The exact date or year of life insurance’s birth is somewhat unknown; while we are unsure whether it was in 700 or 100 BC, we know it happened during those times in Rome.
As the story goes, the Roman government and its people believed that all citizens, regardless of social status, must be buried correctly, or they will become an unhappy ghost. With the understanding that not all families can afford the expensive funerals (funerals have always been expensive), burial clubs were created to pay for the funeral costs. Within a few years, clubs determined it would be a clever idea to increase the amount raised to help provide for the surviving wife and kids as well.
However, once the Roman Empire fell around 400 A.D., the concept of life insurance was lost for hundreds of years.
(A.D.) 1640: Around this time, the world’s first mortality tables were created by John Graunt using Church records to calculate lifespans. These mortality tables continue even today (today’s lifespan length has doubled in comparison).

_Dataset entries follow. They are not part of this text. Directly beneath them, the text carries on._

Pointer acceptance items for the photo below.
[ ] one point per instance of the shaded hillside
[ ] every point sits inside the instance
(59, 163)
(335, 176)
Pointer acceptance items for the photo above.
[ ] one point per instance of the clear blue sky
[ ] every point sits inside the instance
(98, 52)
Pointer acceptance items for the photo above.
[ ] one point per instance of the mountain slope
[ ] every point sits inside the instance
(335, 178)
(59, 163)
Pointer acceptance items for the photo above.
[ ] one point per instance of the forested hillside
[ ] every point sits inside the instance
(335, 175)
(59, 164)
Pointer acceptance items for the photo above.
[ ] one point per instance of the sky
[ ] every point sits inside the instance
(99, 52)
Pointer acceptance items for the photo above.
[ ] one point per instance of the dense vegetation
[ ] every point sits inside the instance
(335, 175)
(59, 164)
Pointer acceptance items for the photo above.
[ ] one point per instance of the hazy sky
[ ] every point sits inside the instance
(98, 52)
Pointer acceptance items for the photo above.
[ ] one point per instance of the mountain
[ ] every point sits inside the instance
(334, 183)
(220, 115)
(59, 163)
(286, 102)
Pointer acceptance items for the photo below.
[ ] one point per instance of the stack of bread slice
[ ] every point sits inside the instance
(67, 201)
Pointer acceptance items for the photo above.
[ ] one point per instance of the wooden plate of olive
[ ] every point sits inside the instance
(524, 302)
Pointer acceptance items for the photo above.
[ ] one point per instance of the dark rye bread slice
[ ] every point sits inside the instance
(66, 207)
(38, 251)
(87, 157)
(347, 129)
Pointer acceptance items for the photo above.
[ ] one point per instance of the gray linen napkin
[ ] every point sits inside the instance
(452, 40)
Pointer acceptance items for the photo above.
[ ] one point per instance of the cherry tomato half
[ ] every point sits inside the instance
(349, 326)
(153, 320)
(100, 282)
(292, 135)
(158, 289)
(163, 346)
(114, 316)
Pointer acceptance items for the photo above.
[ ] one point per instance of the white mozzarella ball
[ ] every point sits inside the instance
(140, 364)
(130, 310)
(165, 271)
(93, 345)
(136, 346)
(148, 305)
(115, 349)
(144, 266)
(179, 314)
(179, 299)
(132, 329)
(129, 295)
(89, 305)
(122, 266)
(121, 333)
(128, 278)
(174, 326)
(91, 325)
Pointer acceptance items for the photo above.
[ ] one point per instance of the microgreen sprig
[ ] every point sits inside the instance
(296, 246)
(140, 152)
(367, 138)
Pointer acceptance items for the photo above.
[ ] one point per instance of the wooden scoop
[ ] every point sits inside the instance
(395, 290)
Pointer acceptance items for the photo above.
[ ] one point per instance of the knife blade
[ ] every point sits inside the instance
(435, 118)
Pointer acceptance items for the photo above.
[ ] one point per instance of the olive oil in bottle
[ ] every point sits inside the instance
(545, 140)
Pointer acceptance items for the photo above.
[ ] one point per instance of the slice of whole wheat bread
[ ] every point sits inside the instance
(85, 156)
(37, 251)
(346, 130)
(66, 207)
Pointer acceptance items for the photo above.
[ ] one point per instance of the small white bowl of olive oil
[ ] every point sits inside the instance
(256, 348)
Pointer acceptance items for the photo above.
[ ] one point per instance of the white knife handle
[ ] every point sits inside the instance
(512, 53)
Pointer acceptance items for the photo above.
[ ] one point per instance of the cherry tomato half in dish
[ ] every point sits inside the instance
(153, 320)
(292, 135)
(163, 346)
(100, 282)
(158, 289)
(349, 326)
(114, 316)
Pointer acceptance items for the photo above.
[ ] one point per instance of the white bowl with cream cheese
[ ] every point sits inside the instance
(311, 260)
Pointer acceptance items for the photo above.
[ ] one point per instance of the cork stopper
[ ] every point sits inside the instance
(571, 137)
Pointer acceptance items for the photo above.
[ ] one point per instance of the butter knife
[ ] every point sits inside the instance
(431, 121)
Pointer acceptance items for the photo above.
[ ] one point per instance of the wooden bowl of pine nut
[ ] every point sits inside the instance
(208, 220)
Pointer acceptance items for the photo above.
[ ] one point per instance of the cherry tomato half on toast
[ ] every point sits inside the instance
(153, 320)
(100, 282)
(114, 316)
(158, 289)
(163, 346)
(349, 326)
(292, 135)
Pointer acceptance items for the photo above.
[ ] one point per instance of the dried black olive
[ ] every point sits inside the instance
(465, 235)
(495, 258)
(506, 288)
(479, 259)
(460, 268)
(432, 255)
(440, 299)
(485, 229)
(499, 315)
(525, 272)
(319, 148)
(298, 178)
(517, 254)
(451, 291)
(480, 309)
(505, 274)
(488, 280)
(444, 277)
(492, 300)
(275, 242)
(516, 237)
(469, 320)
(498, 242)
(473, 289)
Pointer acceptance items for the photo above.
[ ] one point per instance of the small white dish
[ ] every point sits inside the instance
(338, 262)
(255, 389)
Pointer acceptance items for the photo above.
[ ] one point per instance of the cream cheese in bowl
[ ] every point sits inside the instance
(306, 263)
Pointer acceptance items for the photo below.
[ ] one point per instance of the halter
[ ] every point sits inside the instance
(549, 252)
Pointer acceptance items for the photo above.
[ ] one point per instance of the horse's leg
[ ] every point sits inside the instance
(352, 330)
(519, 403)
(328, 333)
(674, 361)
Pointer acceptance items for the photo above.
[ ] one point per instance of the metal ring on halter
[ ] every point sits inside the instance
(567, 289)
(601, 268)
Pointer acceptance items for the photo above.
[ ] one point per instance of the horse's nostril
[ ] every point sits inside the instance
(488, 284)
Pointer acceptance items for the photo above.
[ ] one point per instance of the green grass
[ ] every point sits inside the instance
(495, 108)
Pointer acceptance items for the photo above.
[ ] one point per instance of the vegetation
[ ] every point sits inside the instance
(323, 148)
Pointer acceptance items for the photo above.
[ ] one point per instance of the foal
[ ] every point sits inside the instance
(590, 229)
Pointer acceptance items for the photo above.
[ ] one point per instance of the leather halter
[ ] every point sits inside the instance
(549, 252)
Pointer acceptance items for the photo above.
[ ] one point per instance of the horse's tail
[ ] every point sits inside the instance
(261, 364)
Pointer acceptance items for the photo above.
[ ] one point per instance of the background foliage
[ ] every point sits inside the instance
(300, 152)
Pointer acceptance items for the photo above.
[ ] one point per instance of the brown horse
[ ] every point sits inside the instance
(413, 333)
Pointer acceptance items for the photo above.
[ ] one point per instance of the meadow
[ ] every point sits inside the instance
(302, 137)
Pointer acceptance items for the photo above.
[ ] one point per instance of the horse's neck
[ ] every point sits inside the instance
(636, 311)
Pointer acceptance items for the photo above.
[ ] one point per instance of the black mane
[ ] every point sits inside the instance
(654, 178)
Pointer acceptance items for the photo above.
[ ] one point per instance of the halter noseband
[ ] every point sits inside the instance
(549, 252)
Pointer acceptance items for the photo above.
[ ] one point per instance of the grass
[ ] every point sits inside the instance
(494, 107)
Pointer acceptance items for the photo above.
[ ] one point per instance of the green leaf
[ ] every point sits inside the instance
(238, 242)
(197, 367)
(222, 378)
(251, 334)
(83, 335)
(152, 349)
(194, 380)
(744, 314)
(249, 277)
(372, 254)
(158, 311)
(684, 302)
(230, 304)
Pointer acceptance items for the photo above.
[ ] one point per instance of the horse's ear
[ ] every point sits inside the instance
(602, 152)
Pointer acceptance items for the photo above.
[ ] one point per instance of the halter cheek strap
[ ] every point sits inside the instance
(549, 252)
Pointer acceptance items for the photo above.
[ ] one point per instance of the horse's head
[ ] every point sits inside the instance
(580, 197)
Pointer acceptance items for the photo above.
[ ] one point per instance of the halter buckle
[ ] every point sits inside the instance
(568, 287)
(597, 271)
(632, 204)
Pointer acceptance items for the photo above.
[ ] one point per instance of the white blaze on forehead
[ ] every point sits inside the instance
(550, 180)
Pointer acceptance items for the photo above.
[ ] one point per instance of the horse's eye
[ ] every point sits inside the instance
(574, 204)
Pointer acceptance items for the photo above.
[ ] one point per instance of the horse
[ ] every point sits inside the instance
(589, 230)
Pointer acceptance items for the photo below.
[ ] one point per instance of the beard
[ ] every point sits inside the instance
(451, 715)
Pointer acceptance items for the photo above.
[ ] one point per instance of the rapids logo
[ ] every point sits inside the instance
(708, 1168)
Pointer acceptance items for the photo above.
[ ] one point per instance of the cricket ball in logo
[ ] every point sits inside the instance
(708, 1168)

1688: Edward Lloyd’s Coffee House was a favorite gathering place for ship captains, owners, and merchants that served as the go-to place for shipping news, and later marine insurance. It was in this small shop on London Tower Street that the modern concept of an insurance company came into being.
1735: Charleston, S.C. formed the first insurance company in the American colonies. Offering only fire insurance at first, the company eventually added life insurance in 1760.
1752: The first mutual fire insurance company in America was established: the Philadelphia Contributionship for the Insurance of Houses from Loss by Fire. This was first met with criticism as religious authorities expressed their outrage at placing value on human life. However, the criticism subsided once it was realized that the insurance protected and provided for the widows and orphans.
1837: There was a boom in insurance company development as legal changes allowed women to purchase life insurance and religious authorities shifted from the demonizing of life insurance. It was during this period that many of today’s largest life insurers were formed (MetLife, MassMutual, New York Life, etc.).
1875: Several years leading up to 1875 saw a depression that led to 46 life insurance companies ceasing operations, with nearly all of them (32) closing altogether. However, this was the first year that the working class had access to buy life insurance, thanks to the Widows and Orphans Friendly Society.
1930: By the eve of the Great Depression, there were more than 120 million life insurance policies– or one policy for every man, woman, and child living in the U.S. at that time.
1976: At this point, 90% of all U.S. married families owned life insurance. 72% of the adult population was also insured.
2001: 2,977 people lost their lives in the Sept. 11 terrorist attacks. Nearly $1.2 billion was paid out in life insurance claims.
2010: Life Insurance hit a 50-year low as 30% of U.S. Households had no life insurance protection.
Today: Thanks to the advent of the internet, people can find the cheapest rate, even shopping internationally. This had led to the merging of financial services and life insurance creating a global market and competition for price versus convenience.